Womöglich werde es am Montag mit den Preisen zunächst noch weiter nach unten gehen, sagte Energieexperte Amrita Sen von der Beratergesellschaft Energy Aspects. Allerdings dürfte der Markt nicht überrascht von dem Ende der Sanktionen sein. Die Auswirkungen würden sich daher wohl in Grenzen halten.

Steinmeier erklärte, mit der wirtschaftlichen Annäherung sei die Chance verbunden, dass die Beziehungen zwischen dem Iran und der Welt "insgesamt in eine neue Phase treten", auch wenn andere Konflikte weiter schwelten. Er hoffe, dass sich andere Krisen entschärfen ließen, vor allem der Bürgerkrieg in Syrien.
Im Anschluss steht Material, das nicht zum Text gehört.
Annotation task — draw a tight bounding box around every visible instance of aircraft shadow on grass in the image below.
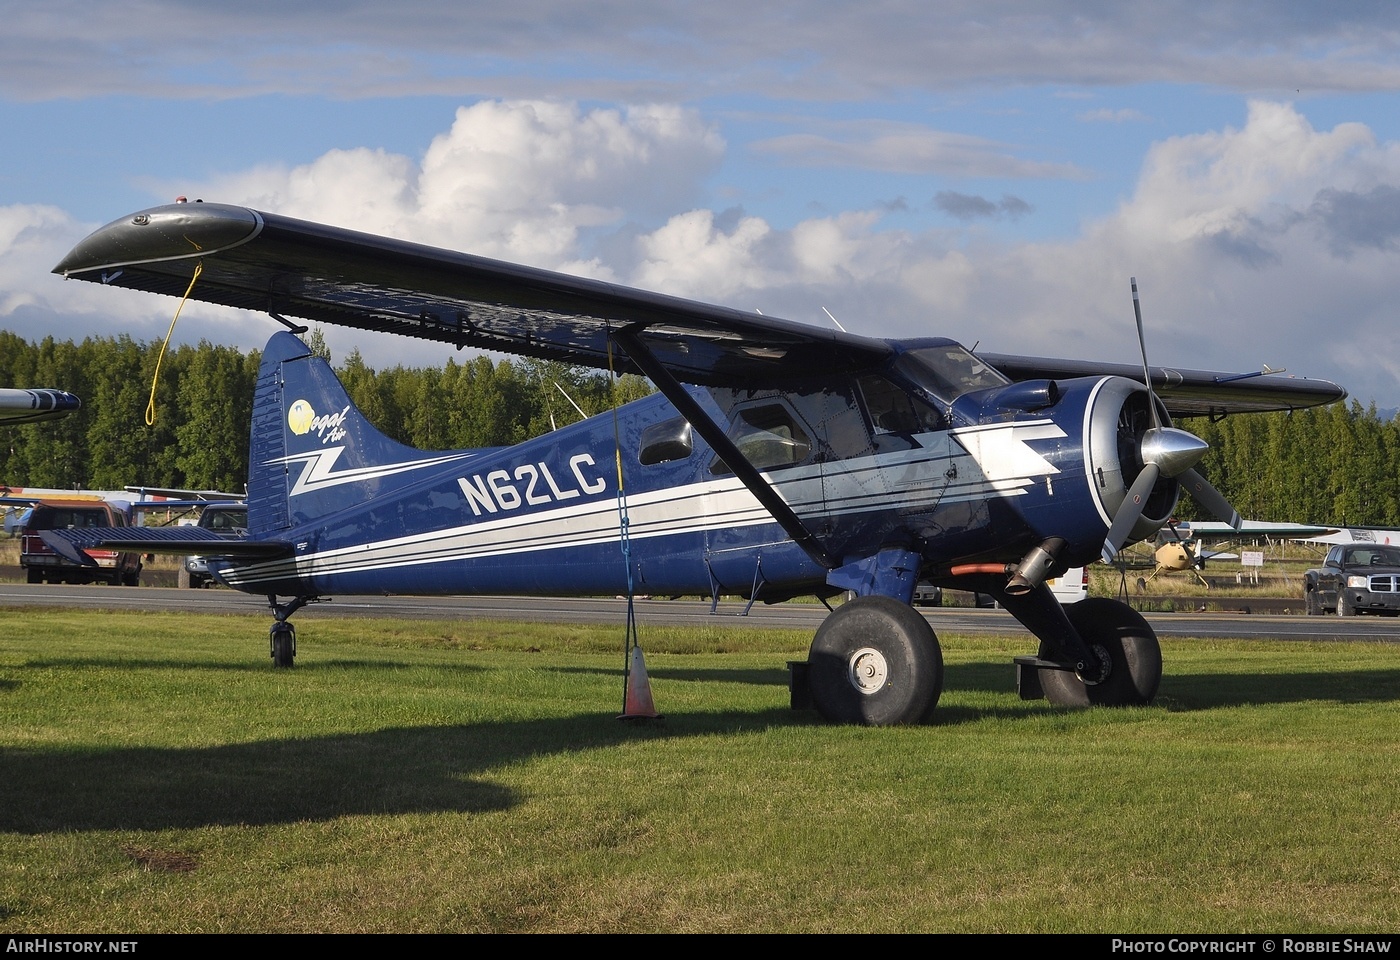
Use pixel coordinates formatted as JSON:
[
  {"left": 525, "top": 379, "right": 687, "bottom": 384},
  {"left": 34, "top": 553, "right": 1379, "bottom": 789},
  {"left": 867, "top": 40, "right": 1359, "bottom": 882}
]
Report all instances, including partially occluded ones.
[
  {"left": 4, "top": 655, "right": 1396, "bottom": 835},
  {"left": 11, "top": 656, "right": 495, "bottom": 675},
  {"left": 0, "top": 710, "right": 788, "bottom": 835},
  {"left": 544, "top": 659, "right": 1400, "bottom": 711}
]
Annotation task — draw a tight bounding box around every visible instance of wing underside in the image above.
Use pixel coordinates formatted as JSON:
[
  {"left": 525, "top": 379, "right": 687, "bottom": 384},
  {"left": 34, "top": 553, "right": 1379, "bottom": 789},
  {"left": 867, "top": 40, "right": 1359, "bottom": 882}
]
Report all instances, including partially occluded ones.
[
  {"left": 53, "top": 203, "right": 890, "bottom": 387},
  {"left": 978, "top": 354, "right": 1345, "bottom": 418}
]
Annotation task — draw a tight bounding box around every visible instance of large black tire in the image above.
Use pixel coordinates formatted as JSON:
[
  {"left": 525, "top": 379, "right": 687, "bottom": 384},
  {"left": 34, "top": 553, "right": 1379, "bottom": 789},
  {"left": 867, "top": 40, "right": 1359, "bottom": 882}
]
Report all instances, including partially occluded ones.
[
  {"left": 1305, "top": 587, "right": 1321, "bottom": 616},
  {"left": 807, "top": 595, "right": 943, "bottom": 725},
  {"left": 270, "top": 624, "right": 296, "bottom": 668},
  {"left": 1038, "top": 598, "right": 1162, "bottom": 707},
  {"left": 26, "top": 567, "right": 41, "bottom": 585},
  {"left": 1337, "top": 591, "right": 1354, "bottom": 617}
]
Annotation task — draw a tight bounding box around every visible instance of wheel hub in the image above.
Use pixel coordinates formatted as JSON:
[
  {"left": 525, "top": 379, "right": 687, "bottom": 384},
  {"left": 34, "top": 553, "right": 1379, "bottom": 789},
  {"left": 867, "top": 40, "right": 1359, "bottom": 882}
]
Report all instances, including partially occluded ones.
[
  {"left": 848, "top": 647, "right": 889, "bottom": 695},
  {"left": 1076, "top": 644, "right": 1113, "bottom": 686}
]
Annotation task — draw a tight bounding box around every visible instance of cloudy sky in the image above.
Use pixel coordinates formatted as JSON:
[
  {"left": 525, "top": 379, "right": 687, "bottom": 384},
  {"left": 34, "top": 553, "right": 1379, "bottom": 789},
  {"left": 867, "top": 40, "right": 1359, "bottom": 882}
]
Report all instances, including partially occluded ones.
[{"left": 3, "top": 2, "right": 1400, "bottom": 407}]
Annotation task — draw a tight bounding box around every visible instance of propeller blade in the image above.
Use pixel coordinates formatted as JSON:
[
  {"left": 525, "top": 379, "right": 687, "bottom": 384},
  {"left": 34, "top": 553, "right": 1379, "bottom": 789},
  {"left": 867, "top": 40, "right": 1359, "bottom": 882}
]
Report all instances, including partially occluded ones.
[
  {"left": 1180, "top": 467, "right": 1242, "bottom": 530},
  {"left": 1130, "top": 277, "right": 1162, "bottom": 432},
  {"left": 1101, "top": 462, "right": 1161, "bottom": 564}
]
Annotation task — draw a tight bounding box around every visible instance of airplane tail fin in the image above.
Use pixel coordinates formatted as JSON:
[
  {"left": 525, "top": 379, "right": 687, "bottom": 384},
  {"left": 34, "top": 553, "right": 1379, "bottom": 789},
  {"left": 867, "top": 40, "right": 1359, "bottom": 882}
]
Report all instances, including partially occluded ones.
[{"left": 247, "top": 332, "right": 472, "bottom": 538}]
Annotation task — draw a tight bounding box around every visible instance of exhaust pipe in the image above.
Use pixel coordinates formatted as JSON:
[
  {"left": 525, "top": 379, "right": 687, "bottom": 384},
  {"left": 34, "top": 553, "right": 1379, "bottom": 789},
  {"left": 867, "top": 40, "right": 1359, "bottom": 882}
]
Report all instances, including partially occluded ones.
[{"left": 1004, "top": 538, "right": 1066, "bottom": 596}]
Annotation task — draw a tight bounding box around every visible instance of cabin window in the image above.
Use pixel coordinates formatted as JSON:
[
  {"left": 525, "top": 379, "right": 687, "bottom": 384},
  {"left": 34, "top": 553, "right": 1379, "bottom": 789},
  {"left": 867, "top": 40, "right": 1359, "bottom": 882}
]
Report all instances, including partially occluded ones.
[
  {"left": 639, "top": 417, "right": 693, "bottom": 465},
  {"left": 710, "top": 402, "right": 812, "bottom": 474},
  {"left": 858, "top": 375, "right": 943, "bottom": 433}
]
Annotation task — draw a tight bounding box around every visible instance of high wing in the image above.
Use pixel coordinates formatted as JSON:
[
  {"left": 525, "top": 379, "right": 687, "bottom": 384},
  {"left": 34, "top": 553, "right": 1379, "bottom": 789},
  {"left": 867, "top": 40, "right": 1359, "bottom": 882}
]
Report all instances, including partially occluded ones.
[
  {"left": 978, "top": 356, "right": 1345, "bottom": 418},
  {"left": 53, "top": 202, "right": 1345, "bottom": 413},
  {"left": 53, "top": 202, "right": 888, "bottom": 388},
  {"left": 0, "top": 387, "right": 81, "bottom": 424}
]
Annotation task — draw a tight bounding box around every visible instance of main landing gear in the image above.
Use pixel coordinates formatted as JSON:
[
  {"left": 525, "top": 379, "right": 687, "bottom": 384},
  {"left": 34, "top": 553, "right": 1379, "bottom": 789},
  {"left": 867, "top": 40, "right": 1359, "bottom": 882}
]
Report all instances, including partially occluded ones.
[
  {"left": 792, "top": 589, "right": 1162, "bottom": 725},
  {"left": 803, "top": 595, "right": 944, "bottom": 725},
  {"left": 1030, "top": 598, "right": 1162, "bottom": 707}
]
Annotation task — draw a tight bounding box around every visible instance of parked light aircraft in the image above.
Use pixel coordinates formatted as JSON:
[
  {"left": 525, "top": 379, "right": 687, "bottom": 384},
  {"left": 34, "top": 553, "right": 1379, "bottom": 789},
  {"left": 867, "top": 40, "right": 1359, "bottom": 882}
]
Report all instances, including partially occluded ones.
[
  {"left": 1137, "top": 519, "right": 1335, "bottom": 587},
  {"left": 40, "top": 202, "right": 1346, "bottom": 724},
  {"left": 1145, "top": 523, "right": 1238, "bottom": 588}
]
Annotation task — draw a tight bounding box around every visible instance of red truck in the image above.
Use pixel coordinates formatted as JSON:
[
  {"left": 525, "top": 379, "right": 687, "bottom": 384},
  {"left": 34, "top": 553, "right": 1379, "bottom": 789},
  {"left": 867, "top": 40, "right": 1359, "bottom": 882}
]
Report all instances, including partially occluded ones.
[{"left": 20, "top": 499, "right": 142, "bottom": 586}]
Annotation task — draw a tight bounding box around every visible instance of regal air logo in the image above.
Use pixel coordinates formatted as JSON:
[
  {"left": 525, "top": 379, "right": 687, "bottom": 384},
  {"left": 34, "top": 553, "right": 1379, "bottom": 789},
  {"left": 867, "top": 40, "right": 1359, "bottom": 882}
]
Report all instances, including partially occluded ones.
[{"left": 287, "top": 400, "right": 350, "bottom": 444}]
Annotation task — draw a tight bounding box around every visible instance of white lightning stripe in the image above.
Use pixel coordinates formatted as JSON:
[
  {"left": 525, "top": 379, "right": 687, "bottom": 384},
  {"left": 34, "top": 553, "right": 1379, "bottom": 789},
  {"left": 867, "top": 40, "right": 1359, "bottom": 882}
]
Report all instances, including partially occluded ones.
[
  {"left": 267, "top": 447, "right": 475, "bottom": 496},
  {"left": 951, "top": 422, "right": 1063, "bottom": 492}
]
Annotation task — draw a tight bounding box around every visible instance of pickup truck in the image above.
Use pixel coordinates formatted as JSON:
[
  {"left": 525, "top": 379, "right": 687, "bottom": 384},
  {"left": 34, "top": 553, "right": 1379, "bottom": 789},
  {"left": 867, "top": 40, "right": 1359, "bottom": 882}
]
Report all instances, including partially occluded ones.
[
  {"left": 20, "top": 499, "right": 141, "bottom": 586},
  {"left": 1304, "top": 542, "right": 1400, "bottom": 616}
]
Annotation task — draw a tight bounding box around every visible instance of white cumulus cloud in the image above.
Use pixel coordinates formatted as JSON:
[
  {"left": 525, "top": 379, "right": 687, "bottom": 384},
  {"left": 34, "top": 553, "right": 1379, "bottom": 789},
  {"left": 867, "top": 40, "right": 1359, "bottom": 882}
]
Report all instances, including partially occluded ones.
[{"left": 9, "top": 98, "right": 1400, "bottom": 404}]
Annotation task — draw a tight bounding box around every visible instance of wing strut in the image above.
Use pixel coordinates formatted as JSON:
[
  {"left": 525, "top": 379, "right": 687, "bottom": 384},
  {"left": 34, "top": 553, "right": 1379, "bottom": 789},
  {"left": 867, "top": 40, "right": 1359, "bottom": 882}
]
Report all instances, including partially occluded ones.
[{"left": 610, "top": 327, "right": 838, "bottom": 570}]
Dort spielen der schiitische Iran und der regionale Erzrivale, das sunnitische Königreich Saudi-Arabien, wie im Jemen Schlüsselrollen auf unterschiedlichen Seiten des Konflikts.

Bundeswirtschaftsminister Sigmar Gabriel erklärte, die Wiederbelebung der deutsch-iranischen Wirtschafts- und speziell auch der Finanzbeziehungen sei zwar ein langfristiger Prozess. Doch es eröffne sich die Möglichkeit, ein neues Kapitel aufzuschlagen. Der Verband der deutschen Maschinen- und Anlagenbauer (VDMA) erklärte, Industrie und Banken seien jetzt gefordert. Um die Chancen im Iran zu nutzen, gelte es, Hürden wie etwa den Zahlungsverkehr und die Finanzierung durch die Banken zu überwinden. Bislang seien die Kreditinstitute sogar davor zurückgeschreckt, völlig legale Transaktionen mit dem Iran abzuwickeln. Nun müssten sich die Banken aber bewegen.